Dobbiamo tenere conto che la frequentazione fittile nell’agro di Fulcignano, riscontrata con esami superficiali, si connota di reperti ceramici bizantini e poi normanno svevi, sino a raggiungere la massima estensione con ceramica rinascimentale. Questi reperti fanno ipotizzare che il casale si sia sviluppato proprio a partire dal VII secolo quando vi fu la intromissione di genti bizantine che si installarono su probabili preesistenze romane. I reperti rinvenuti sono solo frutto di raccolta di superficie in quanto una campagna di scavo scientifica ed approfondita non è stata mai intrapresa. Però, a conferma dell’attendibilità delle ipotesi archeologiche provenienti dalla lettura dei reperti, si può segnalare come nell’ellisse di territorio che prospetta il lato est del castello, e che è interessata dai rinvenimenti, siano riscontrabili cisterne e pozzi di capienza e portata decisamente importanti. Saverio Caputi, medico e uomo di cultura, ancora nell’ottocento, rinveniva “cisterne e trozzi profondi, granai e vie sotterranee, rottami e pezzi di antiche mura”.

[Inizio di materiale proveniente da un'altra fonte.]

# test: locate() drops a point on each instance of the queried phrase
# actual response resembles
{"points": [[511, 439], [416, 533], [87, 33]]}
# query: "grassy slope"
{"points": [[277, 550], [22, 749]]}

Conforta l’ipotesi proveniente dall’archeologia di superficie l’osservazione delle tavole aerofotografiche IGM dove si leggono con sufficiente chiarezza due percorsi viari ortogonali che dividono l’ellisse di territorio in oggetto secondo gli assi della stessa. La zona, inoltre, è caratterizzata da un certo consistente rilievo rispetto ai terreni circostanti e la conformazione ellittica del nucleo del probabile insediamento è ribadita dagli stessi attuali percorsi viari.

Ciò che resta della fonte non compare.